Bis 2015 lebte er in Russland, dann machten die verschärften Mediengesetze ihm die Arbeit unmöglich. Im «Club» spricht der Autor und Journalist Vladimir Esipov über die Pressefreiheit in seiner Heimat, den Tod von Alexej Nawalny und die Hoffnungen auf ein freies Russland.
SRF News: Mitte März erscheint Ihr Buch «Die russische Tragödie: Wie meine Heimat zum Feind der Freiheit wurde». Ihnen ist vor allem der Untertitel wichtig. Warum?

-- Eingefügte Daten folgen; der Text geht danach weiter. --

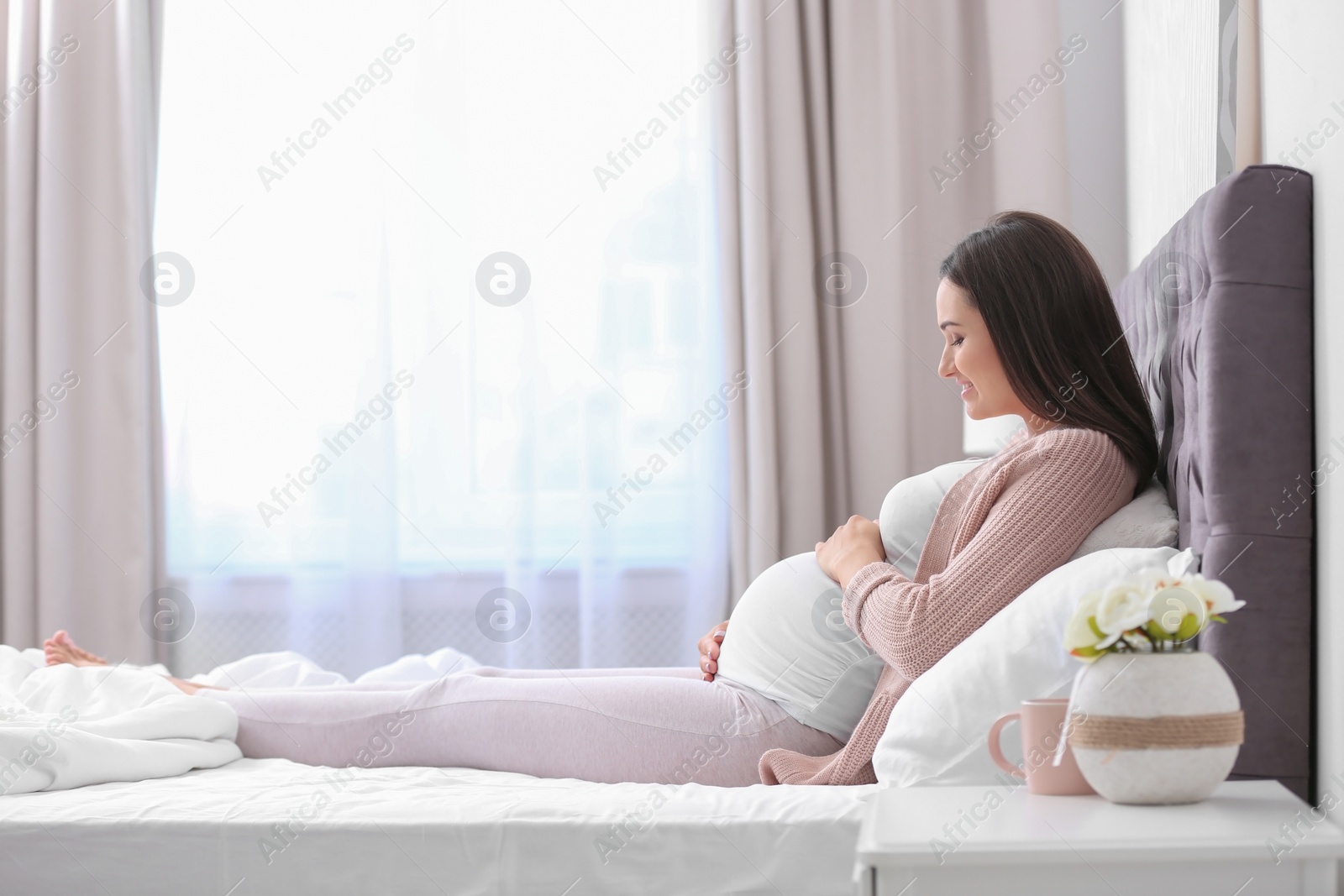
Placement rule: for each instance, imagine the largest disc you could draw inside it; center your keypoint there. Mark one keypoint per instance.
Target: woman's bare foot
(60, 647)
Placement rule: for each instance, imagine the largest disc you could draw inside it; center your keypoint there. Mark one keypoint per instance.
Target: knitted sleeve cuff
(864, 582)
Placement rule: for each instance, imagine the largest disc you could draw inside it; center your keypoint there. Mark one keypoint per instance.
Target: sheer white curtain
(432, 328)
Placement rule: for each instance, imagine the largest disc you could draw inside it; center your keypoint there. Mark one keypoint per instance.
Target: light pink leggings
(648, 726)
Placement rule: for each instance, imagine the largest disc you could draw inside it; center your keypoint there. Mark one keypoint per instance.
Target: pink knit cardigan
(981, 553)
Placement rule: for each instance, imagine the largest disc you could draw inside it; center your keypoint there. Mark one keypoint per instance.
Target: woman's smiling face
(969, 356)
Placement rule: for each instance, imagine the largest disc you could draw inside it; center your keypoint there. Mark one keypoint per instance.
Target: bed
(1220, 320)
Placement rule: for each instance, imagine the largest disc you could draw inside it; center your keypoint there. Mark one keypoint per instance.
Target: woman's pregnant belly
(786, 640)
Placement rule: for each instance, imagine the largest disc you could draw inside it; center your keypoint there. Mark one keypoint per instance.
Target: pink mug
(1042, 725)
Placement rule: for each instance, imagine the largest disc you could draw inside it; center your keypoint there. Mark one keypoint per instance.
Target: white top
(788, 638)
(906, 828)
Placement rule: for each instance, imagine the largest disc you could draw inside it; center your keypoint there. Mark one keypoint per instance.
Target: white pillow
(1148, 521)
(937, 731)
(786, 637)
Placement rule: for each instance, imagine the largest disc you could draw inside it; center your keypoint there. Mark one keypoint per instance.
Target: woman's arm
(1048, 506)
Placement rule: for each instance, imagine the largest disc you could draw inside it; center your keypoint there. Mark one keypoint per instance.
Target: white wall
(1171, 113)
(1303, 74)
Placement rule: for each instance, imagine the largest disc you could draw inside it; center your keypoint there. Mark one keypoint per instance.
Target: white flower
(1215, 595)
(1122, 606)
(1081, 631)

Vladimir Esipov: Ich möchte versuchen zu erklären, was in meinem Land in den letzten 30 Jahren passiert ist. Die Freiheit, die wir Ende der 80er-, Anfang der 90er-Jahre erreichten, haben wir Schritt für Schritt aufgegeben und sie gegen Wohlstand, Wirtschaftswachstum und Konsum eingetauscht.
Ich hatte es nicht für möglich gehalten, dass das passiert.
Auch in diesem schrecklichen, absurden Krieg, den Russland seit zwei Jahren gegen die Ukraine führt, geht es meiner Meinung nach um nichts anderes: Wie gehen wir als Gesellschaft, als Land mit der Freiheit, dem Wunsch nach Freiheit um?
Letzte Woche ist Alexej Nawalny, der härteste Kremlkritiker, in einem Straflager umgekommen. Was ist Ihnen durch den Kopf gegangen, als Sie diese Nachricht gehört haben?
Die Nachricht hat mich sehr erschrocken, wie uns alle. Ich hatte es nicht für möglich gehalten, dass das passiert. In Berlin kursierte seit etwa einem Jahr das Gerücht, dass es Verhandlungen zwischen Deutschland, Russland und den USA gebe, dass Nawalny im Austausch gegen den sogenannten «Tiergartenmörder» – einen russischen Auftragskiller, der in Deutschland eine lebenslange Strafe absitzt – ausgeliefert werden könnte. Ich dachte, dass es eher in diese Richtung gehen würde. Doch ich lag falsch.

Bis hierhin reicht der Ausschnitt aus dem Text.